We believe it is impossible to be honest with Christ’s contrasts in the Sermon on the Mount and fail to see that he is making new and higher moral demands than Moses ever made. Christ bases his demands or laws on grace. These laws flow from the power of his death, burial, resurrection, and ascension, which resulted in the gift of the Holy Spirit on the Day of Pentecost. Christ is saying things to his church, under the New Covenant, that Moses did not say to Israel, under the Old Covenant. We cannot logically deduce all of what Christ said from the laws Moses gave Israel. Apart from the New Testament Scriptures, we would not be able to know some of the truths that Christ taught. Without a change of covenants from the Old to the New, Christ could not have made some of these new demands. Covenant Theology cannot see this clear biblical distinction between a covenant of law and one of grace as long as it bases its entire system on one covenant with two administrations.
We continue to insist that Christ is not contradicting Moses as if Moses were wrong. Christ is showing that grace goes beyond and supercedes the Mosaic law, while acknowledging and honoring the validity of that law.

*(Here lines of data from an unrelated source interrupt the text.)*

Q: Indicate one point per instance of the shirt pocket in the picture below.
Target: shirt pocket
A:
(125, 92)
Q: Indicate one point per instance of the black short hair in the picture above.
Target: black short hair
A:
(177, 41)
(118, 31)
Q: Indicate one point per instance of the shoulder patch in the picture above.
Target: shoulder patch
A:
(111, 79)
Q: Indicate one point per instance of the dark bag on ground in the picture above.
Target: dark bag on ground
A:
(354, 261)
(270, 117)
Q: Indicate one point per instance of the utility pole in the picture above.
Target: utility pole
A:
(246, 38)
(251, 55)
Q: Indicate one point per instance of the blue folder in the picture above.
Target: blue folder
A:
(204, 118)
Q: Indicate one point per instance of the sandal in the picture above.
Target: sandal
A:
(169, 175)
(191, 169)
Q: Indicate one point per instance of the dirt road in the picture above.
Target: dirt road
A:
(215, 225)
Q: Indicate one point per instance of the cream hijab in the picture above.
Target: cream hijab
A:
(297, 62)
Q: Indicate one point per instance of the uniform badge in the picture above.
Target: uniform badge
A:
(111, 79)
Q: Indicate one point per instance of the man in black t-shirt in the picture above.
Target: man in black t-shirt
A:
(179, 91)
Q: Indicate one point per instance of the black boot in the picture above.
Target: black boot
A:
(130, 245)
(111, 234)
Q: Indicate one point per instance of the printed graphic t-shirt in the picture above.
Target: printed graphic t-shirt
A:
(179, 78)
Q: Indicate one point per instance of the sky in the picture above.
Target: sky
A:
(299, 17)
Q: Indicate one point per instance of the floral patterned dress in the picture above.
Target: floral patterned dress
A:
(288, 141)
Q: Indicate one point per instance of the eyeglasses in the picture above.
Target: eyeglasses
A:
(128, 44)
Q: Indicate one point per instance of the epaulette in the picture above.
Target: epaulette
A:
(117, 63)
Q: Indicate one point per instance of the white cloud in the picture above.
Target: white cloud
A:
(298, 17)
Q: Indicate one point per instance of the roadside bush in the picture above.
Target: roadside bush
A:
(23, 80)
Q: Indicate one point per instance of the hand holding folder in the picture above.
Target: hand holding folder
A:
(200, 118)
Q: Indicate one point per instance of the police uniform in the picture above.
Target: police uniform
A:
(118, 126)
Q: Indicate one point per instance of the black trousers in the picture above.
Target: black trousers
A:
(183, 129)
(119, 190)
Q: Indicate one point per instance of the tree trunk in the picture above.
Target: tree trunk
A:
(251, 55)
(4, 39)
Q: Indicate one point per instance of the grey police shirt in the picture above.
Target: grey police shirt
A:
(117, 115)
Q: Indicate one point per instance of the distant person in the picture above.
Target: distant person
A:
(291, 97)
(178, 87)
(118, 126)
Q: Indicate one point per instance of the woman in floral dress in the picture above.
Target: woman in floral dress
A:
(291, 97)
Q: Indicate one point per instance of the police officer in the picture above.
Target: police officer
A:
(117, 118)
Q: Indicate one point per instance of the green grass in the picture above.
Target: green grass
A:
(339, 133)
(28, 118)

Christ is contrasting a rule by law in the conscience, based on true justice alone, with a rule by grace in a renewed heart, indwelt by the Holy Spirit. The two systems of rule simply cannot be in force over the conscience of the same people at the same time, even though the same basic content may pervade both. We do not promote a system of love, meaning no objective standards, against a system of law, meaning objectives standards. The contrast is between pure law and pure grace, with grace raising law to a much higher level by placing it on an entirely different foundation and motive.
We have not taken seriously the words spoken by God on the Mount of Transfiguration until we see Christ as the new lawgiver. “This is my beloved Son” is the Father’s response to the disciples when they arrange Jesus, Moses, and Elijah into one equal group. God not only declares that Christ is unique in his person as God’s only Son, he also adds, “Listen to him.” As Luther wrote the word alone in the margin next to Romans 3:28, so we could write the word alone next to Mark 9:7. When we understand that Christ replaces Moses as well as Elijah, we will never again try to have Christ, in the Sermon on the Mount, say, “Moses is the final authority on morals and ethics. Listen to him.” We will accept the But I say unto you contrasts as clear and sharp distinctions between: (1) the Old and the New Covenants; (2) law and grace; and most importantly; (3) Christ the new lawgiver and Moses whom he replaces.